A few years ago, when US natural gas production was kicking into high gear, gas promoters like T. Boone Pickens sold it as something close to a panacea. It was a plentiful source of energy that could create jobs at home. It could wean the US off of foreign oil. Perhaps most importantly, it was a “bridge fuel” — it could serve as a cleaner source of electricity while America’s renewable energy industry came into its own.
It’s hard to conceive just how fast the industry has grown since then. In 2010, the US surpassed Russia as the world leader in gas production on the strength of domestic shale reserves. Estimates show production more than doubling by 2020 to over 40 billion cubic feet of gas produced per day. This success can be viewed as a vindication of early gas investors. But abundant and cheap natural gas has also brought its own set of challenges.
“Natural gas is absolutely a victim of our own success,” Adam Haynes, director of Corporate Development for Chesapeake Energy, told StateImpact Texas. He says natural gas has become so prevalent that fewer people are putting their money into it. “Right now, because the price of natural gas is so low, producers are chasing the oil and natural gas liquids window,” Haynes said.In places like the Eagle Ford shale formation in South Texas he says Chesapeake uses the same hydraulic fracturing (“fracking”) techniques that extract gas to extract oil and liquid gas.

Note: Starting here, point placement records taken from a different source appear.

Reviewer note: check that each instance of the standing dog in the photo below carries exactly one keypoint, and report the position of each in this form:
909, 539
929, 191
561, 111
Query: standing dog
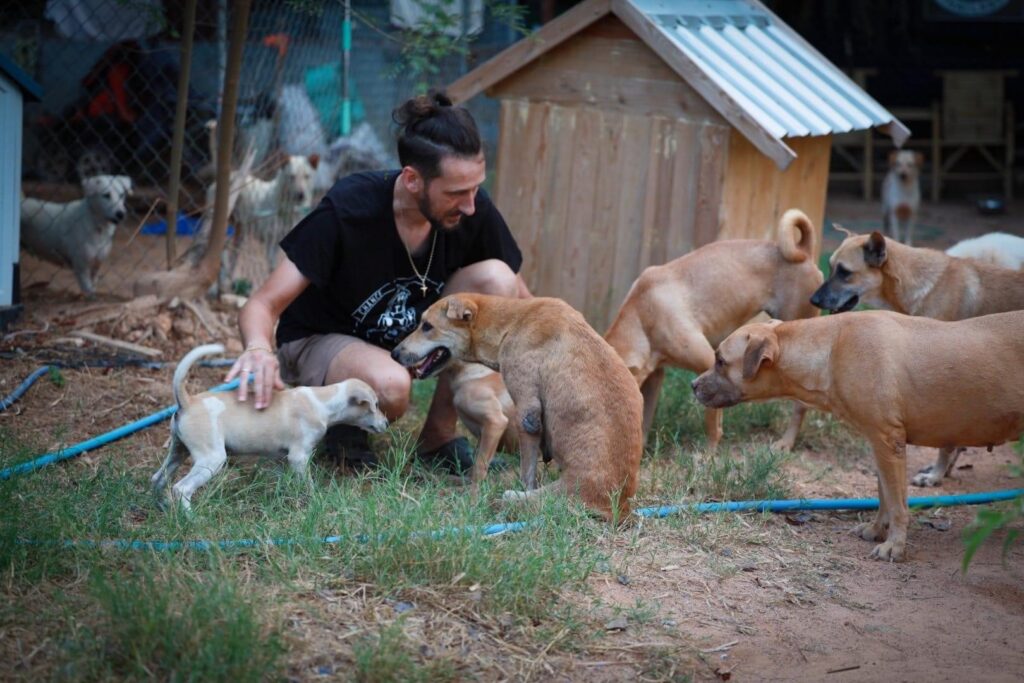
485, 408
676, 313
77, 235
1001, 249
573, 396
901, 195
896, 379
210, 425
918, 282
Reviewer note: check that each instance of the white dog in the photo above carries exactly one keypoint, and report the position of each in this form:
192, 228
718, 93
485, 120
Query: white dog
901, 195
210, 425
999, 249
77, 235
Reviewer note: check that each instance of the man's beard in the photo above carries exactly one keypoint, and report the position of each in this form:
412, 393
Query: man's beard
423, 203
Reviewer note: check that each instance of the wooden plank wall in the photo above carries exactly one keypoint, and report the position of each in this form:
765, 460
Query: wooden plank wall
757, 194
595, 196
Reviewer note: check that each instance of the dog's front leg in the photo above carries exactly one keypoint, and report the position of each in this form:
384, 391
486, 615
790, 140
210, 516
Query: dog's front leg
891, 458
530, 430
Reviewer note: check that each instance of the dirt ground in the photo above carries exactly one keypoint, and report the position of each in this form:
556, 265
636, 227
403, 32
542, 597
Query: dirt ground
813, 608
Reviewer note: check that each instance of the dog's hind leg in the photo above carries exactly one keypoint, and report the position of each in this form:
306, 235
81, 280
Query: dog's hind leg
176, 454
651, 389
203, 469
933, 474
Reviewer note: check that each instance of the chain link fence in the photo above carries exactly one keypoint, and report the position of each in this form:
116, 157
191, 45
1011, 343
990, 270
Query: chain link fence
97, 147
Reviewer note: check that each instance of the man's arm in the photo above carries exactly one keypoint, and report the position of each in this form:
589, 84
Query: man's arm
256, 321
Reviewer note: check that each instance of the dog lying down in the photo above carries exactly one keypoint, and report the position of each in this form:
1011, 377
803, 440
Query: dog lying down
896, 379
211, 425
573, 396
77, 235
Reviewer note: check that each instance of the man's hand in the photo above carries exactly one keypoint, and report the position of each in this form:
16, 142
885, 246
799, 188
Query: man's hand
263, 366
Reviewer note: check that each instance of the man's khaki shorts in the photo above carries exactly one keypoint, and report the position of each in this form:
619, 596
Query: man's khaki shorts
305, 361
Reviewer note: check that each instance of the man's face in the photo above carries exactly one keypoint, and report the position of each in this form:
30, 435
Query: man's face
450, 197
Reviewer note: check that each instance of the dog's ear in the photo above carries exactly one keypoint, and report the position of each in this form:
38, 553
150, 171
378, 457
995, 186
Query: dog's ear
759, 351
461, 309
875, 250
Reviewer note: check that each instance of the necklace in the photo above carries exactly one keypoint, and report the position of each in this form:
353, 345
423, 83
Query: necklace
423, 278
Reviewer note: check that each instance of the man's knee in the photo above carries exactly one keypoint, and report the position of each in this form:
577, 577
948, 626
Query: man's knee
491, 276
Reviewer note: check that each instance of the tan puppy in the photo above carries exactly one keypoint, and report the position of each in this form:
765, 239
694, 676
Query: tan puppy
677, 313
896, 379
485, 408
573, 396
919, 282
209, 425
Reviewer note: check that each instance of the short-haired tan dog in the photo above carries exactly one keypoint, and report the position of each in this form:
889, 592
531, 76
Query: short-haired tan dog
896, 379
210, 425
573, 396
918, 282
676, 313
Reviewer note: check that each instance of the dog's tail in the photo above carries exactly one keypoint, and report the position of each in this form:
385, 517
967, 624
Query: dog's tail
181, 396
796, 237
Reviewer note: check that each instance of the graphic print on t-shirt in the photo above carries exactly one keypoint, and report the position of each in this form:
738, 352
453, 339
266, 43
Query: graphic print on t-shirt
392, 311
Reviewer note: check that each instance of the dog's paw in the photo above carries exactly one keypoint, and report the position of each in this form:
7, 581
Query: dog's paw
927, 476
868, 531
890, 551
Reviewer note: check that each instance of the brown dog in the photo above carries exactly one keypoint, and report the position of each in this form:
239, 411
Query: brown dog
485, 408
886, 273
573, 396
676, 313
896, 379
919, 282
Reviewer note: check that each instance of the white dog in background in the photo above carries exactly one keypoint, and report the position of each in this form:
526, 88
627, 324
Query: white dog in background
999, 249
77, 235
210, 425
901, 195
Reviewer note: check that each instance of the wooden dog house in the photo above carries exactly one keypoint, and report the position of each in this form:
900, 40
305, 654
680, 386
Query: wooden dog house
632, 131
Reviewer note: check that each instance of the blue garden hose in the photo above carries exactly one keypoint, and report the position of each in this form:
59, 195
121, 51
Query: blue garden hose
93, 443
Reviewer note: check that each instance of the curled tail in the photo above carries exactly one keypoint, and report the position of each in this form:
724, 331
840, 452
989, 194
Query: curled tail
796, 237
181, 396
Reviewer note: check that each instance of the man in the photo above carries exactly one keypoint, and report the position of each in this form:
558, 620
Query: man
364, 265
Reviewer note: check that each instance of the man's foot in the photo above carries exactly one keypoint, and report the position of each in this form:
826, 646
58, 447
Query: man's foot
349, 446
456, 457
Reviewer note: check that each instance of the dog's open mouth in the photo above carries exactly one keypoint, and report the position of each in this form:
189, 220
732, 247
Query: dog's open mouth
433, 361
849, 304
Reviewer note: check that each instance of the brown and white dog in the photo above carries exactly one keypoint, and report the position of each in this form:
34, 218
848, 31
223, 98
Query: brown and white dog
901, 195
896, 379
676, 313
210, 425
573, 396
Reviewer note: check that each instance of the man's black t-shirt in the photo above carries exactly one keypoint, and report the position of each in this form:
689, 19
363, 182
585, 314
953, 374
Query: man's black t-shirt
361, 282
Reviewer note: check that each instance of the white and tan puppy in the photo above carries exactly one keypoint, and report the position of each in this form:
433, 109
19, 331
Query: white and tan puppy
210, 425
901, 195
77, 235
1001, 249
896, 379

That’s a best-case scenario for companies, though no comfort to environmentalists concerned with the impact of fracking.
The worst-case scenario from a business perspective is if a driller is holding a lease on land to drill gas that it no longer wants. “In [gas companies’] lease obligations, they have drilling obligations, and they have, if they find something, production obligations,” said Chip Groat, director of UT’s Austin’s Center for International Energy and Environmental Policy.
“So they really have to keep up a certain amount of drilling to hold the leases. And they aren’t quite willing to give them up yet. So it’s a really interesting position for companies to be in, where they don’t really need more gas, but they don’t really want to let go what they’ve already paid for,” Groat said.
But the real challenges in a world of cheap and plentiful natural gas are found outside the fossil fuel industry. Since it’s such an inexpensive energy source now, Groat wonders if gas has gone from being a bridge to renewables and become a barrier instead.
It’s a suspicion backed up by some of renewable energy’s greatest proponents.
“The low price of natural gas has an automatic negative impact on the development of renewable energy sources. And people in leadership positions know that,” said Russel Smith, the Executive Director of the Texas Renewable Energy Industries Association.
Smith says the state of Texas may want to look into regulating how much gas can be drilled in order to control prices. Other proposals include boosting exports and finding new markets for gas domestically.
In support of that last idea the so-called “Nat Gas Act” — a bill to give incentives to trucking businesses that use natural gas powered vehicles — was introduced in the US Senate this month.
While the fate of that is yet to be determined, one thing’s for sure, according to Chesapeake Energy’s Adam Haynes. There’s plenty of gas to meet future needs.